Resentment quickly gave way to acceptance. In the end, it didn’t matter. There was truth in the abbess’s words. Igraine didn’t love Velyn. Never had. She wasn’t sure she could love anyone that way, romantically.
But then, who did? Velyn was a friend—and a man; someone to have sex with—but he wasn’t as dear to her as Kaelyn or Wennie. Marriage wasn’t for the wyrding women of Avalos. Most were daughters of the high gods. Had Igraine’s mother and father even loved each other?
“Will you tell me about my parents?”
“Sun and moon,” Zoelyn said. “Where did that come from?”
Apparently not. “I don’t know,” Igraine said. “Sir Ross has returned to Tintagos. On the road this morning, I spoke to one of his entourage. I dread telling him about Wennie. I guess it made me think of my own parents.”
“You know what I know, my dear. Kaelyn came upon you as a newborn, abandoned at the foot of a yew tree near the fae troop trail. She brought you to us, just as you later brought Lowenwyn. A daughter of the high gods—”
“—is always welcome at Avalos.”
“When your power came in so strong, I took it as a sign you belonged here. I hoped you’d settle permanently, become truly one of us. But eternal spring has never been enough for you. Your nature compels you to live in the mists and rain of the mundane world in a dirty cave with a second-rate wyrding woman.”
“It’s a clean and well-appointed cave,” Igraine said. “And that’s an unkind thing to say about your sister.”
“But true.” Zoelyn picked the blackberries out of a cake and ate the fruit first. “Kaelyn’s powers rarely equal the task before her.

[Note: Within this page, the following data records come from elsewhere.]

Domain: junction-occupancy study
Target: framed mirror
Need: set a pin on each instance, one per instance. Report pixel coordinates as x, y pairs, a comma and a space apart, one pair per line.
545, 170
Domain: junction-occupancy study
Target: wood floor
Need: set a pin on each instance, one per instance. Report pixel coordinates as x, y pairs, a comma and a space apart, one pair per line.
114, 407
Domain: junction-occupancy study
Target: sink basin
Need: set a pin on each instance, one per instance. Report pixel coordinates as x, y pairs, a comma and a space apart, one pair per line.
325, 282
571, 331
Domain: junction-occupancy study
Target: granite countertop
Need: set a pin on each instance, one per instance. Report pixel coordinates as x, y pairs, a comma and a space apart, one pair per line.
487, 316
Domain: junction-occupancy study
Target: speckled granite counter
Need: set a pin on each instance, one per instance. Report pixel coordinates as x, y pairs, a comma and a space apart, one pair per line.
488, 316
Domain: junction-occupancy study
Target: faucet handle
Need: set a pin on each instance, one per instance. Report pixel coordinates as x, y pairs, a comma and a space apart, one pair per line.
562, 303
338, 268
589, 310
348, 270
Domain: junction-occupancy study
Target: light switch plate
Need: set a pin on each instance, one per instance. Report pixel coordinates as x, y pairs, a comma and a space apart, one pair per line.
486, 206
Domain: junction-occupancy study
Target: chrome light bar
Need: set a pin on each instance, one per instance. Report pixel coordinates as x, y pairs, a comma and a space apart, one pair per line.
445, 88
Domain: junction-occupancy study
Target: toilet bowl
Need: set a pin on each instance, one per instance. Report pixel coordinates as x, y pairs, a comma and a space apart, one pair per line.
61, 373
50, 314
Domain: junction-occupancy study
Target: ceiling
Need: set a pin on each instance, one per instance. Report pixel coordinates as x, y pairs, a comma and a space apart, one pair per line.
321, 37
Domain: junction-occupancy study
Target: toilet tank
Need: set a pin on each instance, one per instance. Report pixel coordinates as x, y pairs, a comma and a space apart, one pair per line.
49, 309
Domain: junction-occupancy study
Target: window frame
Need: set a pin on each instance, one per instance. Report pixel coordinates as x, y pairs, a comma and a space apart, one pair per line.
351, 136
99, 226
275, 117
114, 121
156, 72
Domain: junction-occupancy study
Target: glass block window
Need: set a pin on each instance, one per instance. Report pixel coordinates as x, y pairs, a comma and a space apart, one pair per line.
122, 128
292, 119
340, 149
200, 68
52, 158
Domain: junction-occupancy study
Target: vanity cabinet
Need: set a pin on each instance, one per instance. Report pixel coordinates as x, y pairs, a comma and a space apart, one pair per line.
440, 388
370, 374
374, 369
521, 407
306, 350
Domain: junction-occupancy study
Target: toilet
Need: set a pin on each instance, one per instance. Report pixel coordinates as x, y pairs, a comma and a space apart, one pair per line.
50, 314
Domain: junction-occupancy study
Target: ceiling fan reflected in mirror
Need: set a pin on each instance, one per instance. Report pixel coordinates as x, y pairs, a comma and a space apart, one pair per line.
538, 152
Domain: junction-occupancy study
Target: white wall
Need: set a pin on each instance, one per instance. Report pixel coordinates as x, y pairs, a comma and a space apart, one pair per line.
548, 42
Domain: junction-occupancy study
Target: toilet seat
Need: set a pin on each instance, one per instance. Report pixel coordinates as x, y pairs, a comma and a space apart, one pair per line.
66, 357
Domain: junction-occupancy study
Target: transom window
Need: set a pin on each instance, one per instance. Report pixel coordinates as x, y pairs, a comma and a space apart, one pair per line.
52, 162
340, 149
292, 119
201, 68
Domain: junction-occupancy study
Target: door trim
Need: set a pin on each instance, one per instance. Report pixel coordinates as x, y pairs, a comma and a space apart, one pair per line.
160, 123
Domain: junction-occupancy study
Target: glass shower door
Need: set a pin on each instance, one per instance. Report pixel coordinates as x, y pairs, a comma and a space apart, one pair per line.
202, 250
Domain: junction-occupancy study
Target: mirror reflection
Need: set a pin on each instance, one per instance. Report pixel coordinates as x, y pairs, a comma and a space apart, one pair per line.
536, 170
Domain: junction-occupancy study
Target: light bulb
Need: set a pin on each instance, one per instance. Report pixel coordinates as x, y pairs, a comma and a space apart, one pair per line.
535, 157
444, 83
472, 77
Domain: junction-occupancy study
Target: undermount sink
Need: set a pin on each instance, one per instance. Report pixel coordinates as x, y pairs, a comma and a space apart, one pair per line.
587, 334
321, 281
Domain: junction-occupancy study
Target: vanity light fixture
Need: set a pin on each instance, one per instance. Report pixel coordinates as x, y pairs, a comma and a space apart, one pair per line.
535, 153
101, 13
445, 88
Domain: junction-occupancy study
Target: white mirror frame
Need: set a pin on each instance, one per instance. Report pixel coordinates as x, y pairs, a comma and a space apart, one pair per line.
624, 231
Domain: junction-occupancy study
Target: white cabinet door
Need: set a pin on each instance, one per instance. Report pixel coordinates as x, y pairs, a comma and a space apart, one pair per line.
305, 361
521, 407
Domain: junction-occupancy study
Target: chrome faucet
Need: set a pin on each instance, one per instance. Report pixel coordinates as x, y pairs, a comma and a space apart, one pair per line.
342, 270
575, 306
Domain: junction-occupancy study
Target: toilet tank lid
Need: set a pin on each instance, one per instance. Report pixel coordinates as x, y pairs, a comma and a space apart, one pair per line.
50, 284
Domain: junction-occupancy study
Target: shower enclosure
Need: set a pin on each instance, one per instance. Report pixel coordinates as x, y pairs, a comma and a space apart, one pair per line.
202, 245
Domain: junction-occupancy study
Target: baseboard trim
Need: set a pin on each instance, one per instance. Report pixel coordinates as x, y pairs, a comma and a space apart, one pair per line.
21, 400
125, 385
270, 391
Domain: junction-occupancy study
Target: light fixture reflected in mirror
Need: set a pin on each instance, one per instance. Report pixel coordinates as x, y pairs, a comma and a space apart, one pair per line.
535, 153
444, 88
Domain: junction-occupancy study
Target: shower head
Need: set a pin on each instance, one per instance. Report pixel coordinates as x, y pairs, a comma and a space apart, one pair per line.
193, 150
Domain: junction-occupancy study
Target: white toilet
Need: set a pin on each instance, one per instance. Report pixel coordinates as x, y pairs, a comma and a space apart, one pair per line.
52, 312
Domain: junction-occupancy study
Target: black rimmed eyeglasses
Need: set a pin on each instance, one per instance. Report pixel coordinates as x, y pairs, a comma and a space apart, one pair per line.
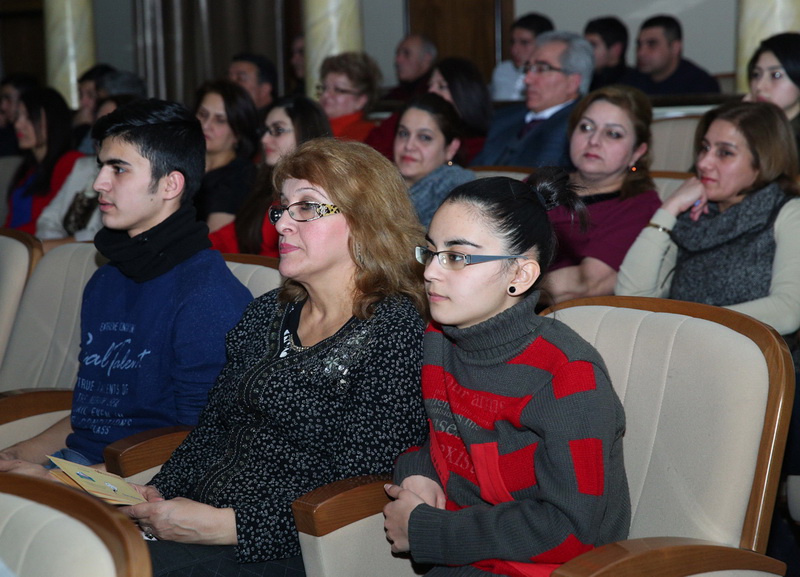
540, 67
451, 260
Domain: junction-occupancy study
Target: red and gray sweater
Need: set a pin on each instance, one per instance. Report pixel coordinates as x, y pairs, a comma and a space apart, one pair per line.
526, 440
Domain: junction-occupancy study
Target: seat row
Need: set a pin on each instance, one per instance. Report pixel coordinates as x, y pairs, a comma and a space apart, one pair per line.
707, 394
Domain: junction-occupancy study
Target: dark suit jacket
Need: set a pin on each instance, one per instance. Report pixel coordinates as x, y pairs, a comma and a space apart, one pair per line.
547, 144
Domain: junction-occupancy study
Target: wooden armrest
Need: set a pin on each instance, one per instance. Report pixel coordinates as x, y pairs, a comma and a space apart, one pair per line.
340, 503
143, 450
666, 557
22, 403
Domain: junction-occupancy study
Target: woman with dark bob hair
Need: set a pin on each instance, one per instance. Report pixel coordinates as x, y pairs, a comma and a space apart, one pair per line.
350, 86
729, 236
43, 126
428, 138
521, 408
230, 121
610, 148
323, 374
459, 81
774, 72
291, 121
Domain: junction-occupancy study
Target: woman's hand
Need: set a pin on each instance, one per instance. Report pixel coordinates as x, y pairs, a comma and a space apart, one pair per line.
182, 519
426, 489
689, 196
20, 467
397, 514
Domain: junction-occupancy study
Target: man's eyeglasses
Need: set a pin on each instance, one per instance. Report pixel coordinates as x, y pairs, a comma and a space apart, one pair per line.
322, 89
540, 67
303, 211
451, 260
275, 130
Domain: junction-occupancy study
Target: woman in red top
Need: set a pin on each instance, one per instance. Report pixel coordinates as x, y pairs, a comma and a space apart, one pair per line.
350, 86
43, 126
291, 121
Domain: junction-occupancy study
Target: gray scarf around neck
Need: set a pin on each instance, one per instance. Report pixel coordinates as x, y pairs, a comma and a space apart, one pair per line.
726, 257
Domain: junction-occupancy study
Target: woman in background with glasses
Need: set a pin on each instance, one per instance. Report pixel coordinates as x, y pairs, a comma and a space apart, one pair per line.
290, 122
323, 375
350, 86
524, 465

Though I’ve heard her healing potions are in great demand since you’ve been mixing them.”
“But she taught me the steps,” Igraine said. “And her book is wonderful.”
One of the abbess’s eyebrows shot up. “Her book?”
“You know how forgetful Kaelyn is. Every so often she has a moment of clarity, as she calls it, when she remembers a potion or a spell. She’s started to write them down because…” Unexpected tears filled Igraine’s eyes.
“What is it, dear?”
“She says she’s making the book for me. She calls it her legacy.” A warm streak of wet spilled down Igraine’s cheek. “I don’t think she’s well. I asked her to come with me today, but she refused.”
“She should come home for good,” Zoelyn said. “She’s always had a stubborn streak. Like someone else I won’t name.”
“You were forty when you joined the abbey,” Igraine said. “There’s still plenty of time for me.”
A sad smile was Zoelyn’s only reply.
“And I do love Avalos. I’ve learned so much here. The way of wyrding. Transmogrification.”
“Now
that
you must curb. I mean it, Igraine, for your own good.”
“When I’m a falcon and I catch a current just so and ride the wind, the happiness in being alive grows bigger than anything. Sometimes I’m afraid I’ll lose the shape I’ve taken and blend into the mystic. Become pure joy.”
“Pray sun and moon you never lose that fear. Fear is your anchor to the world, the opposite of bliss. I do wish you’d stop entirely. Transmogrification is a teaching tool, not a long-term indulgence.”